Legal capacity and liability

The OHG is a partnership with legal capacity. It may acquire rights and incur liabilities, acquire ownership and other rights in rem in real property, sue and be sued in court.

The partners of a general partnership have unlimited liability, i.e. with all their personal and corporate assets. This liability applies both to the liabilities of the company and to the actions of the other shareholders. In contrast to the limited partnership (KG), in which the limited partners are only liable up to the amount of their contribution, there is no limitation of liability in the OHG.

Management and representation

In principle, the management and representation of the general partnership rests with all partners. Each shareholder is entitled and obliged to manage the company’s business. However, the articles of association may also provide for a different arrangement, for example that only certain shareholders are entitled to manage the company or that the management is taken over by a third party.

The partners represent the company externally. In principle, each shareholder is authorized to represent the company individually. However, the partnership agreement may also provide for joint representation, in which case several partners must act jointly.

Profit and loss distribution

The profit and loss of the general partnership is generally distributed according to heads, i.e. each partner receives the same share. However, the partnership agreement may also provide for a different distribution, for example according to the amount of the contributions or according to the work performed by the partners. In such cases, the profit or loss shall be distributed among the shareholders in accordance with the quota stipulated in the partnership agreement. This can be particularly useful if the shareholders make different levels of contribution to the business, whether in the form of capital or through personal commitment and work. It is important that the regulations on the distribution of profits and losses are clearly and unambiguously formulated in the partnership agreement in order to avoid disputes later on.

Termination and liquidation

The general partnership may be terminated by various events, for example, by the expiry of the term stipulated in the partnership agreement, by a resolution of the partners, by the death of a partner or by the opening of insolvency proceedings against the assets of the partnership or a partner.

After the termination of the general partnership, liquidation takes place, i.e. the winding up of the company. In this process, the company’s business is terminated, its liabilities are settled and its assets are distributed. Liquidation is carried out by the liquidators, who are usually the existing shareholders, unless the articles of association provide otherwise.

Advantages and disadvantages of a general partnership

The OHG offers various advantages. It is flexible and can be tailored to the needs of the shareholders. It enables collaborative management and offers the possibility of pooling the expertise and resources of several people.
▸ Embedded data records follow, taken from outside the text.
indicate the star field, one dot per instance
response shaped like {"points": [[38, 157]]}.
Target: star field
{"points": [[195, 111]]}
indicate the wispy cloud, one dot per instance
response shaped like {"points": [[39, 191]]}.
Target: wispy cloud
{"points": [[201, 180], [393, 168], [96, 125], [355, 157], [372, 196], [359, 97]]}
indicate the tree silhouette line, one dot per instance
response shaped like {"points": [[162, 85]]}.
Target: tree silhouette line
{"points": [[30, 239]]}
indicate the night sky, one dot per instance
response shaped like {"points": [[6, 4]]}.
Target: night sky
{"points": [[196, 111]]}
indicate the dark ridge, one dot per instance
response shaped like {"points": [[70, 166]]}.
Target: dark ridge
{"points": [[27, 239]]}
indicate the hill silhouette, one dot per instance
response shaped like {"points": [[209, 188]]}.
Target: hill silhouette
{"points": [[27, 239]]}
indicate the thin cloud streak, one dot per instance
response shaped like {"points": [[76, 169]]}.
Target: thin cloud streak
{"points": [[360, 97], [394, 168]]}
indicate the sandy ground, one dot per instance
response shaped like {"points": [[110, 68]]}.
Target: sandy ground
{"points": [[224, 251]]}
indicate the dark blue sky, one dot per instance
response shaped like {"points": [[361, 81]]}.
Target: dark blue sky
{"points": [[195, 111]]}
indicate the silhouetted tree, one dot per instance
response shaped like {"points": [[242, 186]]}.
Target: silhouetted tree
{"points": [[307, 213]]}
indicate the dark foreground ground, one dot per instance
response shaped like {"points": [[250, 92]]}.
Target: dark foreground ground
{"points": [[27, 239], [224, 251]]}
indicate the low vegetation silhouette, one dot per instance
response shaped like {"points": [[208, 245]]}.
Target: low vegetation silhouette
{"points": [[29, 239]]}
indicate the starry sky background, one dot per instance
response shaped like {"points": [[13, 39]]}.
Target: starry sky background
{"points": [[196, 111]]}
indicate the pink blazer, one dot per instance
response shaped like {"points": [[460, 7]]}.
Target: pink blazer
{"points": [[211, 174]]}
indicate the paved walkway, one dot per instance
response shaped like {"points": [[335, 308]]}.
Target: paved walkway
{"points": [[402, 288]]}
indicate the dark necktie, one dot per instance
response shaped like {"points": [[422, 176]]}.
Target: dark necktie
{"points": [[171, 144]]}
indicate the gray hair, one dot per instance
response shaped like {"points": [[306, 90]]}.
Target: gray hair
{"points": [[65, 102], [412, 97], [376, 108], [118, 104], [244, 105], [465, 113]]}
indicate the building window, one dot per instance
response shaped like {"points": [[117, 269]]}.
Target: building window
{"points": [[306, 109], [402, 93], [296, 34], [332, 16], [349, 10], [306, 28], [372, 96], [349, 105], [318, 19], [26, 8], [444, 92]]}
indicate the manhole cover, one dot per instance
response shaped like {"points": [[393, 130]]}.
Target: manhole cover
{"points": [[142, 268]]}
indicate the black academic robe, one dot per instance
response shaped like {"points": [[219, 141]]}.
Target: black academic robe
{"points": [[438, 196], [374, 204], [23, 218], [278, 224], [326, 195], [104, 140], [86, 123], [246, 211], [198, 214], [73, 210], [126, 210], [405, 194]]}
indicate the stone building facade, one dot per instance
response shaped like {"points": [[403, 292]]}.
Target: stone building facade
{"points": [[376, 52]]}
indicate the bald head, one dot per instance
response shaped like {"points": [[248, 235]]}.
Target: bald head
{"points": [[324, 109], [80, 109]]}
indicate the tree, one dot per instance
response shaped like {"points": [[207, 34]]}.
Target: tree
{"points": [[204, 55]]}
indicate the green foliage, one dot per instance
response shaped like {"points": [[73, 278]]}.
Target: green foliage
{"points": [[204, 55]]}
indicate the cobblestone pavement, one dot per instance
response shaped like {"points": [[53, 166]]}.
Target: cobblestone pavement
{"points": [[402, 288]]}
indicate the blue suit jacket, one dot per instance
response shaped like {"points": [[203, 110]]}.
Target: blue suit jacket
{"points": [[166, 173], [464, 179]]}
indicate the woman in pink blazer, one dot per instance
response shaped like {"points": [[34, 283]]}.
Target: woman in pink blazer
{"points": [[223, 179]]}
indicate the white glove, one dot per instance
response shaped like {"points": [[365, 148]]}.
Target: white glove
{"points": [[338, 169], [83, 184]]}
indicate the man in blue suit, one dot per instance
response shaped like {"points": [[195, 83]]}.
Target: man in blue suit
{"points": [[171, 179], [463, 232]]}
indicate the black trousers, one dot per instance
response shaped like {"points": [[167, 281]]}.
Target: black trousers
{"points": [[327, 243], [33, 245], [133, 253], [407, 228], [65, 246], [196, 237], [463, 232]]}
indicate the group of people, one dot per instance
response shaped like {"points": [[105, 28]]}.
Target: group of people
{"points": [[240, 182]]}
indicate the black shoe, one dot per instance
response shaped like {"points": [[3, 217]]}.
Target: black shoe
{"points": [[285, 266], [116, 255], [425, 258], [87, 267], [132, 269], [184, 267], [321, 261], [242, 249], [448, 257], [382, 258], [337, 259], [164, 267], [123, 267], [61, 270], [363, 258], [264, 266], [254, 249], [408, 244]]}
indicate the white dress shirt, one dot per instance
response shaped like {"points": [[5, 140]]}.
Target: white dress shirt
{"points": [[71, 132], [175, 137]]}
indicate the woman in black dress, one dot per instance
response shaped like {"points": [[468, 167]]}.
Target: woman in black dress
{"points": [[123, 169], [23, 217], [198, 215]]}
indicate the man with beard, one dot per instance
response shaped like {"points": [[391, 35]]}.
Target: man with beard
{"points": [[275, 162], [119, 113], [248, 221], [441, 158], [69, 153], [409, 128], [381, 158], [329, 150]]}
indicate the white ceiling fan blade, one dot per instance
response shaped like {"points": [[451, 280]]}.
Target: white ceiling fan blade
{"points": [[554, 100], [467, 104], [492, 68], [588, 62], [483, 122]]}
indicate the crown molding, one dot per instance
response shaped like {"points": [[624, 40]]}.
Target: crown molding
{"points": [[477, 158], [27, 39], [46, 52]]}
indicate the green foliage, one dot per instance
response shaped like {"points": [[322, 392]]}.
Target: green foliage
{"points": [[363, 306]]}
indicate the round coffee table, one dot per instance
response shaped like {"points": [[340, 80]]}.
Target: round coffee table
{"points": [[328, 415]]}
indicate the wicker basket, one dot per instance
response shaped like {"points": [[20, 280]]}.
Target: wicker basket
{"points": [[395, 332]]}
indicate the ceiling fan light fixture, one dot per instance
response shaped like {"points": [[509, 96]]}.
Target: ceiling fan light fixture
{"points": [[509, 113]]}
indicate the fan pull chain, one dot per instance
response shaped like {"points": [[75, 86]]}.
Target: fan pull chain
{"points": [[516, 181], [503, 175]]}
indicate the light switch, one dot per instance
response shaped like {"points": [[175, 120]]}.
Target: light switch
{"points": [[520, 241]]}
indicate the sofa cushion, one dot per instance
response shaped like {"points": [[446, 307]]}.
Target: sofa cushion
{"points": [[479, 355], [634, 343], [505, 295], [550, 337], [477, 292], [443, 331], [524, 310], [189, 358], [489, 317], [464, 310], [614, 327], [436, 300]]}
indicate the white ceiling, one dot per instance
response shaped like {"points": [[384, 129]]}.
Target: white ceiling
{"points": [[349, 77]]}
However, the OHG also has disadvantages. The main disadvantage is the unlimited liability of the shareholders. This means a high financial risk for the shareholders. In addition, when there are multiple shareholders, management can be complex and conflictual.

Conclusion

The general partnership is a flexible and versatile corporate form suitable for various business purposes. It enables collaborative management and offers the possibility of pooling the expertise and resources of several people. However, it is associated with a high financial risk, as the shareholders have unlimited liability.